Когда-то Свешников старался на словах преувеличивать разницу в возрасте между собою и мачехой (хотя эти несколько лет и впрямь развели их по разным поколениям), сейчас же ему казалось, что он стал старше неё, и радовался, что из-за его эмиграции Людмиле не придётся ухаживать за ним — дряхлым и больным, — а то и вовсе хлопотать о похоронах, а потом разбирать оставшиеся записи, устраивать незавершённые дела. Забывая о её старшинстве, он не мог отогнать от себя подобных мыслей, а только пугался их; будь он верующим, всякий раз крестился бы.
— Что ты с ней так носишься? — пробормотала Раиса.
— Ты забываешь, что она — жена моего отца. Вдова… И — талантливый человек.

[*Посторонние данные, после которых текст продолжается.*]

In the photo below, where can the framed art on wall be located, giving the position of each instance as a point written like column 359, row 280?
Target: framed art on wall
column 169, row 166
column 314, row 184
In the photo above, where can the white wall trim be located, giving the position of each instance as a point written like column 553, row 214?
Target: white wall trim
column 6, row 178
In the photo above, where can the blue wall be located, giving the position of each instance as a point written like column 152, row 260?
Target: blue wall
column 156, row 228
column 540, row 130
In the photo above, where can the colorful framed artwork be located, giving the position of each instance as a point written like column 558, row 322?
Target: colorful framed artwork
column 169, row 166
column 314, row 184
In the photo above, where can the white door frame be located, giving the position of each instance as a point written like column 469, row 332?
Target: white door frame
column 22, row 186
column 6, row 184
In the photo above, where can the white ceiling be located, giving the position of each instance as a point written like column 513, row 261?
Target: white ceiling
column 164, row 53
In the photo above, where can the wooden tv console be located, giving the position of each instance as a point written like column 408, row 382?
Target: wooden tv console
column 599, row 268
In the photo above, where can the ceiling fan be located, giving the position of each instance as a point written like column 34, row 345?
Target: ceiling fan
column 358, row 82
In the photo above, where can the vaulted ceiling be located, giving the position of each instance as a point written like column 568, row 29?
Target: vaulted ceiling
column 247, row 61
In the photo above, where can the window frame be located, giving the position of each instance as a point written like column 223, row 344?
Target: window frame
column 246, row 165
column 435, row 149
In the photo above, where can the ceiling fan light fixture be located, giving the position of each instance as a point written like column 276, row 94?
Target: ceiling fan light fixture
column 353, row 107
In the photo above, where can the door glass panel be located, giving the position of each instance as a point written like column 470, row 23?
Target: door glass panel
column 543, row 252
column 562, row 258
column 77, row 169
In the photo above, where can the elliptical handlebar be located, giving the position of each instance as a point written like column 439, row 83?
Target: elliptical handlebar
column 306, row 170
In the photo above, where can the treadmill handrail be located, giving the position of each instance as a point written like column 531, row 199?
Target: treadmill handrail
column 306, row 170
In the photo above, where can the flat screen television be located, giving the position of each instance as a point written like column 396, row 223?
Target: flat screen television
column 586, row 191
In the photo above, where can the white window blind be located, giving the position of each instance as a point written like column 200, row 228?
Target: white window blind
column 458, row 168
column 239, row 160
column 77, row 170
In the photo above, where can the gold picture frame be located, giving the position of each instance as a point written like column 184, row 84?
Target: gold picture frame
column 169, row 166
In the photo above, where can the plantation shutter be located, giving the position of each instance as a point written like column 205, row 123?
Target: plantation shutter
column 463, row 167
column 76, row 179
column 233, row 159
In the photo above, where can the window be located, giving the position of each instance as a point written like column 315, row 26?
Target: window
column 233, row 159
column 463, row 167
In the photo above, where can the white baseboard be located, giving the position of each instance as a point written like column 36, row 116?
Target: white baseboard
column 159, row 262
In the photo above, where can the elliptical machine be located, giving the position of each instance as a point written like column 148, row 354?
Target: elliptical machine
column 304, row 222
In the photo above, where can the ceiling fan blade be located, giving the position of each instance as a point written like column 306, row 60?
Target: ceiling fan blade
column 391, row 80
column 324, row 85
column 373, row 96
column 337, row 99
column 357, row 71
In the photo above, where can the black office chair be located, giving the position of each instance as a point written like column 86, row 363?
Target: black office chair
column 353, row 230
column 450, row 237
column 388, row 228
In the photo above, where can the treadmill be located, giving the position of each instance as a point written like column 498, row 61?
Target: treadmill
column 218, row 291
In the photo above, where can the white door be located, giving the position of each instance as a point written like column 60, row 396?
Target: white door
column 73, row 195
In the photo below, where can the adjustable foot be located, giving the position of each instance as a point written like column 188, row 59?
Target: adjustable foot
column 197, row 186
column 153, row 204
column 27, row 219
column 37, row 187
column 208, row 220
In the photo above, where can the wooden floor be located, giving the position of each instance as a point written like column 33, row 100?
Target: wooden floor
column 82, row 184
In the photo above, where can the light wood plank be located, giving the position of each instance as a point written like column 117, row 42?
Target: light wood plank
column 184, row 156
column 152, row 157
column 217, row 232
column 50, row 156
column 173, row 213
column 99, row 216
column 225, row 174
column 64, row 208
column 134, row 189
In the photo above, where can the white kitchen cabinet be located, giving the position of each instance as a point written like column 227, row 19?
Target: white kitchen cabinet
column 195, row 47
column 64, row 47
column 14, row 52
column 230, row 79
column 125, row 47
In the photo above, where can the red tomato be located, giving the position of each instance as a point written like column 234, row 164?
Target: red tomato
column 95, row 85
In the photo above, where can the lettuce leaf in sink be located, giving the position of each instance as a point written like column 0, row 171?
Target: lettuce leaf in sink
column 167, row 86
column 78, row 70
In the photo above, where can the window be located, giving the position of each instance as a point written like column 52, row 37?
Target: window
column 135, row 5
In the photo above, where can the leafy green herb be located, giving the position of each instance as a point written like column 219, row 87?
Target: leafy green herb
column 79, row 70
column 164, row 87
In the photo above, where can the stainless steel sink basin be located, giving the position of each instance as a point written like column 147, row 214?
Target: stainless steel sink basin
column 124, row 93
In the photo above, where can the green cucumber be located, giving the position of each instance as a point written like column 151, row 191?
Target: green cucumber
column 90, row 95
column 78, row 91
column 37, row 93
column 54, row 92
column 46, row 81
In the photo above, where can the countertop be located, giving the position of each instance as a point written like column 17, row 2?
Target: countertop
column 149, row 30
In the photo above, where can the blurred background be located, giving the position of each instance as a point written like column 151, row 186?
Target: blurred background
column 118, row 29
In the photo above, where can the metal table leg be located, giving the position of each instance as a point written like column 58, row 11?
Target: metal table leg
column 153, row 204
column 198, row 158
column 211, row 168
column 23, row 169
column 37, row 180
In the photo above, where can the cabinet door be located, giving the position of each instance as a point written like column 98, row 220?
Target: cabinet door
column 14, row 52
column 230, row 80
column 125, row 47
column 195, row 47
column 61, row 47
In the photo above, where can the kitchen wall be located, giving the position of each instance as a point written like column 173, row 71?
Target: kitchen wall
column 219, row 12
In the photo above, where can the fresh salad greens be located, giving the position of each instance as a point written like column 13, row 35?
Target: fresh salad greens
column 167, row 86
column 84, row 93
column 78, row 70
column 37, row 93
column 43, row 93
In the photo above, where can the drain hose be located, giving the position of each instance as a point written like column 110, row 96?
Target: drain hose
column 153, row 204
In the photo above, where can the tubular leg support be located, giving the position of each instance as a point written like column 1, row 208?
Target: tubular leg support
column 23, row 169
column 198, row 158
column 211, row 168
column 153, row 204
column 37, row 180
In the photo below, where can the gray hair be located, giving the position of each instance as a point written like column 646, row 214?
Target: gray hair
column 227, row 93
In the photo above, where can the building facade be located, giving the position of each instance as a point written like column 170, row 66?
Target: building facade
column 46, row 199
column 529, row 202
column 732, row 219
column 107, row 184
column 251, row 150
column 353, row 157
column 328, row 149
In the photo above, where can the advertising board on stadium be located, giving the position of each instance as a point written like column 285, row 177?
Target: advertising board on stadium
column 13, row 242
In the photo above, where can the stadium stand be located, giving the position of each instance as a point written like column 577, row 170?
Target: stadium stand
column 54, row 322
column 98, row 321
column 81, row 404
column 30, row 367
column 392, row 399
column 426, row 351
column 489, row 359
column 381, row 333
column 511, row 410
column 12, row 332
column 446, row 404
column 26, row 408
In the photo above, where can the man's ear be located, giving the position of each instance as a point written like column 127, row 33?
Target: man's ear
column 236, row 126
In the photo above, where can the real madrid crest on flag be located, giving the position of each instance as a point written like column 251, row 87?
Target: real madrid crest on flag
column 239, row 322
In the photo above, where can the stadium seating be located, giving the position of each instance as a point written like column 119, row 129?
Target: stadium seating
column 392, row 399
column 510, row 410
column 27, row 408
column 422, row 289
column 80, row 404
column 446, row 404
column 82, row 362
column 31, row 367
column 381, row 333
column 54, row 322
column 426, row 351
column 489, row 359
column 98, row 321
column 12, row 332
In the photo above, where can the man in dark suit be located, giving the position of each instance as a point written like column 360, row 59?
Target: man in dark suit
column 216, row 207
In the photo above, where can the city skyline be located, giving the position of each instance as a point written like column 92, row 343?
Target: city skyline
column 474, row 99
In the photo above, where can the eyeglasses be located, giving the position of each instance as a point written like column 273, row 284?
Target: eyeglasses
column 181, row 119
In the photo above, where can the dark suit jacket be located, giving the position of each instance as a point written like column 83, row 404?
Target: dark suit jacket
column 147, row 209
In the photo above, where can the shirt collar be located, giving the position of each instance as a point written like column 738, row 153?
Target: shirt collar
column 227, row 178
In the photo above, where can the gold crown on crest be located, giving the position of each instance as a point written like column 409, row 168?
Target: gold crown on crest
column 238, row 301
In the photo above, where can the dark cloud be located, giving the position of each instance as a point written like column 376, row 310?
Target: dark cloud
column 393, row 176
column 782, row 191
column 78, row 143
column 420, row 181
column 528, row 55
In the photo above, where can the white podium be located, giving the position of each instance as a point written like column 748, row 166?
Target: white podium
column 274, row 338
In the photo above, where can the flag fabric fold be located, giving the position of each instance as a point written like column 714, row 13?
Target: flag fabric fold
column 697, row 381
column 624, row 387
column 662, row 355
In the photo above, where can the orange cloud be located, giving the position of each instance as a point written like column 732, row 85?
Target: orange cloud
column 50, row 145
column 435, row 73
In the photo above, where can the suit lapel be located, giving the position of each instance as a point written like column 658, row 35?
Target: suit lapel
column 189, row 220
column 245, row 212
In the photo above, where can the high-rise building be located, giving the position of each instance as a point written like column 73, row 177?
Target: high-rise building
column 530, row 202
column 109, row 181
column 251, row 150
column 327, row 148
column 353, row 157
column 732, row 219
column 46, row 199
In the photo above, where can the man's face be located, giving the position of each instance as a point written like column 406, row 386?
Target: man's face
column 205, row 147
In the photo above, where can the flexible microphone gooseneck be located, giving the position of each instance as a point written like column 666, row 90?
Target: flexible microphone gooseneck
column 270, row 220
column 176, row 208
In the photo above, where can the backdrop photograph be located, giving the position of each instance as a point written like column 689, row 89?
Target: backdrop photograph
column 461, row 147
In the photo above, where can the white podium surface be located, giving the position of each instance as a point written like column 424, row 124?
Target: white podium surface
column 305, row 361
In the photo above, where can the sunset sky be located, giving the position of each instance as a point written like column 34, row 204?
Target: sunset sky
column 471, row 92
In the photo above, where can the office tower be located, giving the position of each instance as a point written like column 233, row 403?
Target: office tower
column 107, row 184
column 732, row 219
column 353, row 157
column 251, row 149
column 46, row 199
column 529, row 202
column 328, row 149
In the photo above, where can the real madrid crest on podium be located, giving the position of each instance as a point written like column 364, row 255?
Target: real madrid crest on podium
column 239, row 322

— Понятно: на нашем сером фоне…
«Я как будто забыл её, — испуганно подумал Дмитрий Алексеевич о мачехе, словно впервые осознав, что та уходит, если не ушла уже из его жизни и что при всех телефонных звонках и переписке их бытия станут расходиться всё больше и дальше, пока кто-то незнакомый не поставит точку. — Так же можно и потерять». Последнее письмо он отправил с месяц назад — пора было ждать ответа — и пока не знал, дошло ли, заранее огорчаясь из-за того, что — нет. Почта обращалась медленно, с трудом одолевая российскую границу, отсюда — туда, но Свешникова больше волновала другая скорость — та, с какою будет понято написанное им; здесь же, рядом с собой, он не помнил человека, понимающего его с полуслова. «Как же так вышло, — спохватился он, — что я не писал ей о Марии?»
«Как же вышло, что я не рассказал о ней тогда, сразу, после истории в аэропорту?» — добавил он, усмехнувшись, потому что не хватало ещё ему представлять молодой мачехе своих любовниц, и потому, что не знал, посвящал ли бы в амурные дела родную мать — когда бы та жила ещё. Она умерла, когда сыну исполнилось одиннадцать, до всех его приключений, оставив о себе только самые детские воспоминания: мальчика — о маме. Теперь она стала малознакомой женщиной — он ничего не мог с этим поделать, — и было непросто вообразить свою откровенность с нею, тем более что он и вообще не одобрял мужской откровенности, даже выведя для этого неодобрения формулу: выбалтывание секретов отупляет, позволяя больше не думать — о них, а потом и вообще — ни о чём.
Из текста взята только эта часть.